Weba Chute Systems are successfully transferring crushed ore at Tshipi Borwa Mine and based on the successes achieved by these custom engineered transfer points the company has received an order to design another forty chute systems.
Tshipi Borwa Mine, located in the Kalahari Manganese Field in the Northern Cape, is a modern low cost open pit manganese operation has been exporting ore since 2012.
Wesley Hunkin, designer at Weba Chute Systems, says that in total nine transfer chutes were supplied to the mine late last year and include an apron feeder/discharge grizzly feed chute, a crusher feed chute, a grizzly underpan chute and a dribble chute.
“As an OEM recognised for our engineering skills we are able to leverage this technical expertise and provide transfer point solutions that are suited to arduous applications such as the one at Tshipi Borwa,” Hunkin says. “In addition to manganese being recognised as a heavy material, the large lump sizes being handled at this plant called for robust chutes that would provide extended wear life.”
Commenting on the large lump sizes being handled, Hunkin says that particle sizes up to 800 mm by 800 mm enter the primary crushing circuit and have posed challenges. The Weba Chute Systems technical team is working closely with the mine personnel to solve these.

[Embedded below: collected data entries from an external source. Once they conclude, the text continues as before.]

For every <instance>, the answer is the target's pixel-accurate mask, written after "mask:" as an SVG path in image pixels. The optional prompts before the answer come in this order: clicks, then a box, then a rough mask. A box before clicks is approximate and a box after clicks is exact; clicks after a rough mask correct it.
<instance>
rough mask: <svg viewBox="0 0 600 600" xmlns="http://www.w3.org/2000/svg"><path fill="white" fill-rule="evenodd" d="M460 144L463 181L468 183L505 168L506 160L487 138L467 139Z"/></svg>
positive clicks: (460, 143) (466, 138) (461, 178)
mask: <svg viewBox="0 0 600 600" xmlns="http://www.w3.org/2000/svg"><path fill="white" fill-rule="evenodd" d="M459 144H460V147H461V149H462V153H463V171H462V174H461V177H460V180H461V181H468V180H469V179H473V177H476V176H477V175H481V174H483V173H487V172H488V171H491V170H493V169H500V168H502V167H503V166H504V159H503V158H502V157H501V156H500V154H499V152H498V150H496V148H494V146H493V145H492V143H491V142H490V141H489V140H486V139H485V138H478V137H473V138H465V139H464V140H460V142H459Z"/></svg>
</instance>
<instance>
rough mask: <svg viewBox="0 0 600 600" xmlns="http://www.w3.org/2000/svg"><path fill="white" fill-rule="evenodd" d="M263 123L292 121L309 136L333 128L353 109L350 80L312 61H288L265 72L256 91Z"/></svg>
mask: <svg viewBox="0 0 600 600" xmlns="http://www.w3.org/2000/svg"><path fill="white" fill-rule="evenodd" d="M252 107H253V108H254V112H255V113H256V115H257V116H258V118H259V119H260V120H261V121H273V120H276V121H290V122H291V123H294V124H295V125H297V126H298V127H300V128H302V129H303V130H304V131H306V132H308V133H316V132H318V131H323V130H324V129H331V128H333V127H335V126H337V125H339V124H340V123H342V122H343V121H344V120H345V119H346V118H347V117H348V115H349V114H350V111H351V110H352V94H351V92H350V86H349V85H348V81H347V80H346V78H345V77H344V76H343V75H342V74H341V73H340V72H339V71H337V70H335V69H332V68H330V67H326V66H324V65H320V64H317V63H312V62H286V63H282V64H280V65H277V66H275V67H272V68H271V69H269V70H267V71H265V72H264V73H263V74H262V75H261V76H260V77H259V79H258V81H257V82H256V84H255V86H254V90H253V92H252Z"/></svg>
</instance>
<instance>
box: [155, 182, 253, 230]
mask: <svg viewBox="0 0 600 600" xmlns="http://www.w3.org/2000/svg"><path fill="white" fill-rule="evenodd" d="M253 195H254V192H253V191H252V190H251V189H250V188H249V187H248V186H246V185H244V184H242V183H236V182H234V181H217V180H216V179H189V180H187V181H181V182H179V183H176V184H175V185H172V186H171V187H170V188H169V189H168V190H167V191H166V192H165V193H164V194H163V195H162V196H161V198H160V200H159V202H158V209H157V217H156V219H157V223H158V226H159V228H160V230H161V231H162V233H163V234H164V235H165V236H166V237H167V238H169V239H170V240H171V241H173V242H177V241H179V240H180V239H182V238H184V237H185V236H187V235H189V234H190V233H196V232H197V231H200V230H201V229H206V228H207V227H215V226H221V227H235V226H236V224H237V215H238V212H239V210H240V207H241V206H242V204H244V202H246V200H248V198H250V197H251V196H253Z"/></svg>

The transfer points after the primary crusher cater for lump sizes of up to 350 mm and crushed material is transferred via conveyor flowing through inline chutes before it reaches the stockpile. Included in these chutes is a fixed tripper conveyor chute capable of splitting the flow of material to whichever side of the stock pile required. When material feed direction is changed it is obviously necessary that the flow of material through the chute does the same.
It was necessary to ensure that the fines would not report to the primary stockpile and this was accomplished by incorporating a scraper fines dribble chute within this section of the transfer tower.

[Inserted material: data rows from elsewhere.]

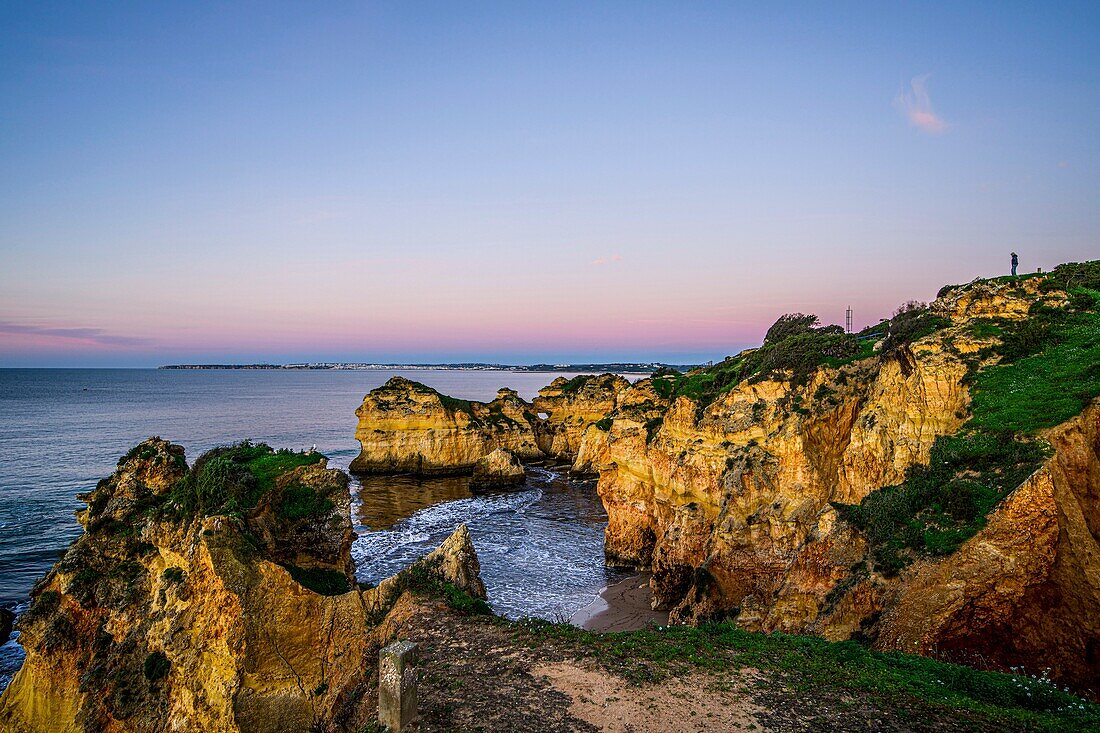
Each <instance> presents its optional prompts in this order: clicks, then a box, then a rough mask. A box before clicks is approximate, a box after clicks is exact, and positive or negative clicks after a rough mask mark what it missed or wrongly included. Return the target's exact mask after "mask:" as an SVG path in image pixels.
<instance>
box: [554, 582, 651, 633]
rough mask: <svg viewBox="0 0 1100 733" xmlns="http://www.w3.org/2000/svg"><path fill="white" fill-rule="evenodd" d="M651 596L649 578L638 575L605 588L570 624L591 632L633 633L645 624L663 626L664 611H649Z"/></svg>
mask: <svg viewBox="0 0 1100 733" xmlns="http://www.w3.org/2000/svg"><path fill="white" fill-rule="evenodd" d="M652 598H653V595H652V593H651V592H650V590H649V575H648V573H639V575H637V576H632V577H630V578H626V579H624V580H620V581H619V582H617V583H615V584H613V586H608V587H607V588H605V589H603V590H602V591H599V598H597V599H596V600H595V601H593V602H592V603H590V604H588V605H586V606H584V608H583V609H581V610H580V611H577V612H576V613H575V614H573V617H572V619H570V623H572V624H573V625H575V626H580V627H581V628H585V630H587V631H595V632H615V631H634V630H635V628H645V627H646V626H647V625H649V624H657V625H667V624H668V623H669V614H668V612H667V611H653V610H652V609H651V608H650V603H651V601H652Z"/></svg>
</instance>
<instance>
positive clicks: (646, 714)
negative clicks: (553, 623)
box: [531, 661, 771, 733]
mask: <svg viewBox="0 0 1100 733" xmlns="http://www.w3.org/2000/svg"><path fill="white" fill-rule="evenodd" d="M531 672H532V674H533V675H536V676H540V677H544V678H546V679H548V680H550V683H551V685H553V687H554V689H557V690H559V691H561V692H564V693H565V694H568V696H569V697H570V699H571V700H572V703H571V704H570V712H571V713H572V714H573V715H575V716H577V718H580V719H581V720H583V721H585V722H587V723H591V724H592V725H594V726H596V729H598V730H601V731H607V732H608V733H667V732H668V731H681V732H682V733H708V732H711V731H740V730H756V731H764V732H767V731H770V730H771V729H769V727H767V726H763V725H761V724H760V718H761V715H760V713H761V712H762V711H761V710H760V708H759V707H758V705H756V704H753V703H752V702H751V698H750V697H749V694H750V693H749V690H748V685H747V680H746V679H745V677H741V678H734V677H725V678H723V677H719V676H704V675H692V676H690V677H683V678H680V679H672V680H667V681H664V682H661V683H660V685H638V686H627V685H623V681H621V680H619V679H616V678H615V677H614V676H612V675H608V674H607V672H606V671H603V670H601V669H598V668H596V667H592V666H580V665H577V664H573V663H568V661H560V663H555V664H550V665H539V666H537V667H535V668H533V669H532V670H531ZM747 674H748V672H747V671H746V670H741V675H742V676H745V675H747Z"/></svg>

The chutes are equipped with the Weba Quick Release Lip which facilitates quick changeout when the chute lip has become worn, saving on maintenance costs. A major advantage of this innovative wear resistant component is that only the worn section needs to be replaced and this further reduces costs. All chute systems are equipped with inspection hatches allowing the mine maintenance team to do visual inspections thereby preplanning such replacement.
“The order received to engineer the additional forty chutes can be attributed to the success being achieved with the chutes already installed, and our ability to custom engineer chute systems for both greenfields and brownfields projects,” Hunkin says.
“It is always preferable to be involved in a project from the beginning as this allows the complexity of chute performance to be taken into account at the plant design stage, and material transfer can be optimised by defining the geometry of the chute to reliably convey material from one point to another,” Hunkin says.
In reality this is not always possible, and Weba Chute Systems is often required to engineer systems for retrofit where existing transfer points have proved inadequate. The company’s depth of experience and technical skill have ensured that workable solutions can be applied in the case of replacement chutes.
Weba Chute Systems can point to an installed footprint of more than 4500 operational chutes worldwide. Transfer points are manufactured at the company’s Wadeville facility which is ISO 9001:2015 accredited.